Sur les quais, Vinci défie la Méca

Mots clés : Entreprise du BTP

En septembre 2018, 150 collaborateurs de Vinci intégreront leur nouveau siège régional, quai de Paludate, au cœur de Bordeaux Euratlantique. Commencés en janvier, les travaux des bâtiments Emergence et Nouveau Monde avancent vite. Adim, la structure chargée du développement immobilier de Vinci, a confié les travaux au constructeur GTM (également filiale de Vinci). C’est donc un pur produit Vinci qui va s’ériger face à la Maison de l’économie et de la culture (Méca) d’ici quelques mois. L’opération, de 3 304 m , est constituée de deux volumes qui se superposent et comptent 8 000 m de bureaux, 775 m de surface commerciale (Emergence) et 175 chambres étudiantes (Nouveau Monde), gérées par Domofrance. Le montant de l’opération est de 37,1 M€ HT.
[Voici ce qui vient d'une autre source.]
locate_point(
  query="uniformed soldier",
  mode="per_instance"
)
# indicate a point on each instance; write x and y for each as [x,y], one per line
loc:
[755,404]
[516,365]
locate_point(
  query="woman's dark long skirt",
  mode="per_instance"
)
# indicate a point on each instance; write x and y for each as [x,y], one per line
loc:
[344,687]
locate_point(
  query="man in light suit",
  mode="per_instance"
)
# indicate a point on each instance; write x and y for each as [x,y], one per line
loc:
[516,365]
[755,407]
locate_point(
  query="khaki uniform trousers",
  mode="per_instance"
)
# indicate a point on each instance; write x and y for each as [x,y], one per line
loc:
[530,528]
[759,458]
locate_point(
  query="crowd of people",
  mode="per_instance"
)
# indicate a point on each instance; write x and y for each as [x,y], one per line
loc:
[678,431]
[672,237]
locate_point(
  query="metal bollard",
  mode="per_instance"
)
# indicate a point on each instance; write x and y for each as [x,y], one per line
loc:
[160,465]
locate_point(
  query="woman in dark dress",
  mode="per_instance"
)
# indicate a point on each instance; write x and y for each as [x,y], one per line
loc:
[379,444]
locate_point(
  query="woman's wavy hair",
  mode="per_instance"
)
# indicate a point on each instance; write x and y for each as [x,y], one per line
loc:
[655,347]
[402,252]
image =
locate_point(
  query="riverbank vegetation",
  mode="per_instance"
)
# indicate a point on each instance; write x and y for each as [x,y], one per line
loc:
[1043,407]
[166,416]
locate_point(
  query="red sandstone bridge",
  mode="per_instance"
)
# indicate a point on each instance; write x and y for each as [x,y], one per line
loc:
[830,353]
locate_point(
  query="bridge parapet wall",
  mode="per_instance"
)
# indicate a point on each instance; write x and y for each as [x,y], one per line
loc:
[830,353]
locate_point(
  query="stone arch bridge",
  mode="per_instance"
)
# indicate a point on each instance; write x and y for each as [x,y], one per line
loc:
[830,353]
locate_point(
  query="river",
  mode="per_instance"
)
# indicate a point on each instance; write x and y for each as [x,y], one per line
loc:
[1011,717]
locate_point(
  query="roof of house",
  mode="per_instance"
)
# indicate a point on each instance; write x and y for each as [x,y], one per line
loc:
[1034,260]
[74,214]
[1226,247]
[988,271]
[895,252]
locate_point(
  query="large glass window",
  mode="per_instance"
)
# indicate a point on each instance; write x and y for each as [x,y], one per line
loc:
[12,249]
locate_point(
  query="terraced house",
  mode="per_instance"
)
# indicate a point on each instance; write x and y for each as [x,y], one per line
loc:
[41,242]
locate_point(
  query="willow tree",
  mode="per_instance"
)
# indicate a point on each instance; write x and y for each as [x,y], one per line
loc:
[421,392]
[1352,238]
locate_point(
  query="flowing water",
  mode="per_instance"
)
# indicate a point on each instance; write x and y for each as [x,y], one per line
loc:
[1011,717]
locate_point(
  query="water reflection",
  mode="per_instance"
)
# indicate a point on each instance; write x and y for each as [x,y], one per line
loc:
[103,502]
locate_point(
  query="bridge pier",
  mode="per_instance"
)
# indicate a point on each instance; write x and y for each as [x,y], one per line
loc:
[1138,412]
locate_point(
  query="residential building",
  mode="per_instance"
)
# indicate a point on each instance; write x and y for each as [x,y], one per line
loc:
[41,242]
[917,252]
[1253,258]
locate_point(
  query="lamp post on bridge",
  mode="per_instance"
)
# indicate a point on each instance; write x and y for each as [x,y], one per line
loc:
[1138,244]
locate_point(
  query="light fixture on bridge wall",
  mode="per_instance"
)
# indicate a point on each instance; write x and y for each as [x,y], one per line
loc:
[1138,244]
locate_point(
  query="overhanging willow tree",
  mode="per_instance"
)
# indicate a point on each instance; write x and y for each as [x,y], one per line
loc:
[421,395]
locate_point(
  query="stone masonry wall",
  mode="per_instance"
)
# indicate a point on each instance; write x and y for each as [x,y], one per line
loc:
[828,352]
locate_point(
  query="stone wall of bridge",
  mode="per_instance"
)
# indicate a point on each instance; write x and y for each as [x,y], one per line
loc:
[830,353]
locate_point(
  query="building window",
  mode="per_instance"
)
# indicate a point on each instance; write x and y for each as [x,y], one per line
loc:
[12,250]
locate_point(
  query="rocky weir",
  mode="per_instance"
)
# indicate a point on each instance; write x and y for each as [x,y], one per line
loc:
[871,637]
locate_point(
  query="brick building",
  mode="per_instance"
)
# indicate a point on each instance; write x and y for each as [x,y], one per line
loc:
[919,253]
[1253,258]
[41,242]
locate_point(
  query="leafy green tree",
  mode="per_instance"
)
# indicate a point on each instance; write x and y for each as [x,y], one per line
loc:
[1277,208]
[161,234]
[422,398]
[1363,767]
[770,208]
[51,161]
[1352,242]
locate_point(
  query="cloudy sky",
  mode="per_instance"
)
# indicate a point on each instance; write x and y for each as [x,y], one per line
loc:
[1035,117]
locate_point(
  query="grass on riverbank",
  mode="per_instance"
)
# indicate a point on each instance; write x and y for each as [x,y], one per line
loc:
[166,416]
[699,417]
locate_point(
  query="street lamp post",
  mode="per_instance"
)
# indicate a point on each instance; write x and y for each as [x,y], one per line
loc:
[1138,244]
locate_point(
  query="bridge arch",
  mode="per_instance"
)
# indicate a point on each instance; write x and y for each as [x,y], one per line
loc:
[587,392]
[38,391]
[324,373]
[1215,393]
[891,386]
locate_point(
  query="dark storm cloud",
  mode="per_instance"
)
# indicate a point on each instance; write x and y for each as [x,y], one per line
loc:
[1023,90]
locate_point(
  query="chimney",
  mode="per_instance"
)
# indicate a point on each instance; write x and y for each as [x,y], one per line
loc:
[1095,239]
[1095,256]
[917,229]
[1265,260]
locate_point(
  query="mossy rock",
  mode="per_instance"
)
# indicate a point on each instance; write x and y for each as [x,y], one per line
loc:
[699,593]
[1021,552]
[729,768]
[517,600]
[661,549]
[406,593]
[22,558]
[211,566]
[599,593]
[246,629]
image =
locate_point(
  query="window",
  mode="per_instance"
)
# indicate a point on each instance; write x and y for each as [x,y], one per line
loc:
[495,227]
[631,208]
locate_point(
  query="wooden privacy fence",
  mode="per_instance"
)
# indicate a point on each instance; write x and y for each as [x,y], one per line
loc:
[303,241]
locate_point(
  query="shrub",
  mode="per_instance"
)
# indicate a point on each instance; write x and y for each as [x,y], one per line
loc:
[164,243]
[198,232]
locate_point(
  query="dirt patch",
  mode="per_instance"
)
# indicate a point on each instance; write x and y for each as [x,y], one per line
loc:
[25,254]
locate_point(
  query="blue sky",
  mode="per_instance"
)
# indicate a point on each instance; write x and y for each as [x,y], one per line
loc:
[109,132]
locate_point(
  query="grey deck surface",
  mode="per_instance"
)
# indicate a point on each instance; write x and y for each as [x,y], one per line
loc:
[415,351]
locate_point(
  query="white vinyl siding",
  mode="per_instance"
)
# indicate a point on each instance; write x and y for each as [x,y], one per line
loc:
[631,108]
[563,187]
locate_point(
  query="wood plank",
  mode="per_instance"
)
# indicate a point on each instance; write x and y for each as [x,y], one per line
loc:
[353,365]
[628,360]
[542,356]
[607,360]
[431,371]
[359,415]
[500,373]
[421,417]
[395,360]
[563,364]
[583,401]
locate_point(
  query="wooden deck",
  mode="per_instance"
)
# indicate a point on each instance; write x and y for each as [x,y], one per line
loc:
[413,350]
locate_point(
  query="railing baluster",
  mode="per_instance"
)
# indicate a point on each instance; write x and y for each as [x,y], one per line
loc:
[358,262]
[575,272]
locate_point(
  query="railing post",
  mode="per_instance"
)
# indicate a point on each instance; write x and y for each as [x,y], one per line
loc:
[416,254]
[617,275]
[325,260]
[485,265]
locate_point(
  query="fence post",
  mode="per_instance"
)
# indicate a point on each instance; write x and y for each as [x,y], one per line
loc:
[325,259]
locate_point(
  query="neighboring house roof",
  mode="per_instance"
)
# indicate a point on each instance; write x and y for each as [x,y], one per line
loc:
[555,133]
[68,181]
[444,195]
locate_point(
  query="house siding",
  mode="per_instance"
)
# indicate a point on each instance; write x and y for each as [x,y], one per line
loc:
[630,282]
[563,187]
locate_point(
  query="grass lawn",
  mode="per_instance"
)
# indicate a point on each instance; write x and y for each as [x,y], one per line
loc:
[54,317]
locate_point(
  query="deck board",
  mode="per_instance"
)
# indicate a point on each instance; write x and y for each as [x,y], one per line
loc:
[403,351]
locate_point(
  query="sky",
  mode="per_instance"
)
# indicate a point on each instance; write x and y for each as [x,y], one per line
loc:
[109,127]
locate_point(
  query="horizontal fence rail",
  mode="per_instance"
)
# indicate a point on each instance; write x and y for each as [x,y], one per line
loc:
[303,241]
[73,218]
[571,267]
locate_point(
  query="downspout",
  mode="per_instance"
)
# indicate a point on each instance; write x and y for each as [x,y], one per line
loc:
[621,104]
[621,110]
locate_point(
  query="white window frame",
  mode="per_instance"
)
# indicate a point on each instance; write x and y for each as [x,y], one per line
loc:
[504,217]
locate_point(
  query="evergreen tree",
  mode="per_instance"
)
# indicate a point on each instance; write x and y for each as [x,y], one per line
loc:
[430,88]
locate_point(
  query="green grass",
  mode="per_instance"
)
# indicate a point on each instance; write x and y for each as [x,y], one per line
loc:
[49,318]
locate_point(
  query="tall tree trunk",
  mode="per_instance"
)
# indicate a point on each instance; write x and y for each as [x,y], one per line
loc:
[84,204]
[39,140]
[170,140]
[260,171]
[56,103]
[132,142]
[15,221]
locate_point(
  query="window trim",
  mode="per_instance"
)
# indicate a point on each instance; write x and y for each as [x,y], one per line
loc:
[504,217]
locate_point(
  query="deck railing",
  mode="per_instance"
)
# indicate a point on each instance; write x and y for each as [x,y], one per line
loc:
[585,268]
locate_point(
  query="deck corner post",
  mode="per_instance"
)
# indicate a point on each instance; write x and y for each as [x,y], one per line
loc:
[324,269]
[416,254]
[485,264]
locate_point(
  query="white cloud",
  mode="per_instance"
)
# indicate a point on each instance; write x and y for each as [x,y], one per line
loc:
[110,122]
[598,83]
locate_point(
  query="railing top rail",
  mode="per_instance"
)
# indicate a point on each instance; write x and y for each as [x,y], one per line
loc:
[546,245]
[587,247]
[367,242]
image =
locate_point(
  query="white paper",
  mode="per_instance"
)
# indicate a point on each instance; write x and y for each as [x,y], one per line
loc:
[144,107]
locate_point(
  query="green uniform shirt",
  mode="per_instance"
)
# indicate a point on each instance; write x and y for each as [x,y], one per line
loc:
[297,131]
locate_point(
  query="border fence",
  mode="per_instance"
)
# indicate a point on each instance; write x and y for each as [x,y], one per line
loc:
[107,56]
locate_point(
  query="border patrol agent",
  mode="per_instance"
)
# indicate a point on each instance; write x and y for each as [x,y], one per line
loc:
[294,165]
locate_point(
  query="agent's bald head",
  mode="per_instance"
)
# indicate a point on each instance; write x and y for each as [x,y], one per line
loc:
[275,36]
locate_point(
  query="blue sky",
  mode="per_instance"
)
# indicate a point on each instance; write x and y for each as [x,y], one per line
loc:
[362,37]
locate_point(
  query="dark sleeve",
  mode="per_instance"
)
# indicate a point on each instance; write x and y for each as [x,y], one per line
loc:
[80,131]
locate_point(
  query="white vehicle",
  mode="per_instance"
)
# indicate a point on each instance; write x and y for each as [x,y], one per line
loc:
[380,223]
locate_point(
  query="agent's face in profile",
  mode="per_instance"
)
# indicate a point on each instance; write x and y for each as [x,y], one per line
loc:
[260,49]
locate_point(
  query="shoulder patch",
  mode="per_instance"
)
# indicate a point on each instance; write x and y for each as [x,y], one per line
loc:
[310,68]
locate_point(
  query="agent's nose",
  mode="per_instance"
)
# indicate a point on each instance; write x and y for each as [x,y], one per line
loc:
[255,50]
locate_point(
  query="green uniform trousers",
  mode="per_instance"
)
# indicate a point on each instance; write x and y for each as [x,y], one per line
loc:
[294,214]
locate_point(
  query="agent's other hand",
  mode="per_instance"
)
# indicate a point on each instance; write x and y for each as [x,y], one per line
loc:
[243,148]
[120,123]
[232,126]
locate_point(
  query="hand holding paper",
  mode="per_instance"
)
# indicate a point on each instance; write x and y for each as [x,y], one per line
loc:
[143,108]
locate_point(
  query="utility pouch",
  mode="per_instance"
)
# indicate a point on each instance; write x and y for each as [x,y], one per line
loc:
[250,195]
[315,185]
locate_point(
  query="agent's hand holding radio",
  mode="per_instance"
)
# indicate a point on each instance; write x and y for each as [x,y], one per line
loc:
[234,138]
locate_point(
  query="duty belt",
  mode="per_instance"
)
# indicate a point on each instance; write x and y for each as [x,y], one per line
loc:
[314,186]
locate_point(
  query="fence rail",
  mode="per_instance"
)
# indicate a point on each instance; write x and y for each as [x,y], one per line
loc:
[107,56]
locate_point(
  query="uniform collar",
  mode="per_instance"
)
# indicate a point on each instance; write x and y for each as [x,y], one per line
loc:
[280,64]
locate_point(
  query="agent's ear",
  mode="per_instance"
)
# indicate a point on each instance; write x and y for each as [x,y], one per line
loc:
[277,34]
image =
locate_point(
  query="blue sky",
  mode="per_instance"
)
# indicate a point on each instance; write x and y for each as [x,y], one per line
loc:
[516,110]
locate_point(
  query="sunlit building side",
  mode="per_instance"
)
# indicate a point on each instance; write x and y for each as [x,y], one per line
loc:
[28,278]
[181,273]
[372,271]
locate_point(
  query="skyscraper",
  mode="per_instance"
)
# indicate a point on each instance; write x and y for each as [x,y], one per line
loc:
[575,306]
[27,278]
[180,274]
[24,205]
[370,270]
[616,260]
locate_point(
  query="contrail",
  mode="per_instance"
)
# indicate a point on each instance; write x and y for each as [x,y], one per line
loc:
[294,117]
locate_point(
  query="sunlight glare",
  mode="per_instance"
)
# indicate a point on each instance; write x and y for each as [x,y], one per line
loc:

Pas d’ostentation. L’agence Lipsky + Rollet Architectes a travaillé sur l’intégration du site entre les échoppes traditionnelles et la monumentale Méca, livrée en juillet 2018. « C’est un gros programme que l’on ne voulait pas massif, mais il fallait tenir le choc face à la Méca », confie Pascal Rollet. Côté quai, le bâtiment Emergence s’élèvera à 36 m – comme la Méca – et côté rue Cabanac, il ne dépassera pas les 18 m. Mais l’opération ne se veut pas ostentatoire : « C’est un bâtiment rationalisé à la structure simple, explique l’architecte, il n’y a pas de porte-à-faux ou de transfert de charge compliqué. C’est un bâtiment fonctionnel, pas un geste. »

La structure est en béton et les façades des trois volumes en verre et aluminium, enveloppées d’une maille métallique aluminium et acier laqué, dont la couleur champagne doux est une référence à la pierre bordelaise. La contrainte majeure avec laquelle les maîtres d’œuvre ont dû travailler est la vue sur les quais à conserver. « Cela a dirigé notre projet », reconnaît l’architecte. Des failles séparent chaque bâtiment pour ouvrir le programme sur le quartier et alléger les volumes. Perception renforcée avec la transparence créée par le verre et la maille. Toujours dans ce souci de respiration, les architectes ont prévu un jardin, « un paysage », précise Pascal Rollet, en cœur d’îlot, et un jardin-terrasse sur les bureaux à louer.